The Institute for the Accreditation of Professional Employer Organizations, based in Little Rock, Ark., began accrediting PEOs in 1996, based on stringent financial, ethical, and operational standards. Accredited PEOs, for example, must have a net worth of at least $50,000 or 5 percent of their total liabilities, whichever is greater. Only a handful of PEOs have passed muster.

Other features of IAPEO's accreditation process:

Annual background checks of the firm and the people who control it

Annual verification of financial statements

Quarterly confirmation of tax and benefit payments

Quarterly confirmation of minimum equity standards

Strict compliance with detailed operating procedures

Continuing professional education of management.

Due diligence is vital. If a PEO goes broke, your business is liable for back taxes, unemployment insurance, workers comp premiums, and so on.

Can your small business pass muster, too?

A professional employer organization will check out your record, too. It will review your financial and safety history, workers comp claims, risk-management plans, status of employment taxes, employee turnover, and even whether you tend to change benefits packages frequently.

That's because the PEO wants to make sure your company is a sound "investment," since, as a co-employer of your business, it will assume some of your legal liability.

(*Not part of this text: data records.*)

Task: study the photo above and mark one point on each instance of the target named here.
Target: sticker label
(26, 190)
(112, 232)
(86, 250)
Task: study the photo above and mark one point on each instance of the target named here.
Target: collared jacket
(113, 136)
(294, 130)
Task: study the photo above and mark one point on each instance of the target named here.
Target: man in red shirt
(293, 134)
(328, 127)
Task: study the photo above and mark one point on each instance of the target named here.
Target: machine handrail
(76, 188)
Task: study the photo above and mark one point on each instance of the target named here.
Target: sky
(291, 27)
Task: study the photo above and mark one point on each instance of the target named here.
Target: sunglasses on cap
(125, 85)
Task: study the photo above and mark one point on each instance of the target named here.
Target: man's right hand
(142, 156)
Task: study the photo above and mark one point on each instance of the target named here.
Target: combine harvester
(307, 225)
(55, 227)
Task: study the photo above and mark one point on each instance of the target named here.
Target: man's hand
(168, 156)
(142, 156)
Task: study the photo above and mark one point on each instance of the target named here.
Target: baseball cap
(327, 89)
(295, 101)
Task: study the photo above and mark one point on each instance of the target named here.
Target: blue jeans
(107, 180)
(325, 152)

If there is a work-site accident, for instance, your business will be responsible. But if you skip town, the PEO has a legal obligation to pay your employees for one pay period and meet the requirements of the federal Fair Labor Standards Act, Hall says. Beyond that, though, the PEO has no obligation to keep the employees on and can lay them off. "We're a co-employer for administrative purposes only, not for anything to do with the job site," Hall notes. "We hold responsibility for payroll matters only." And, Yager notes, the PEO will go after your assets if you leave it in the lurch.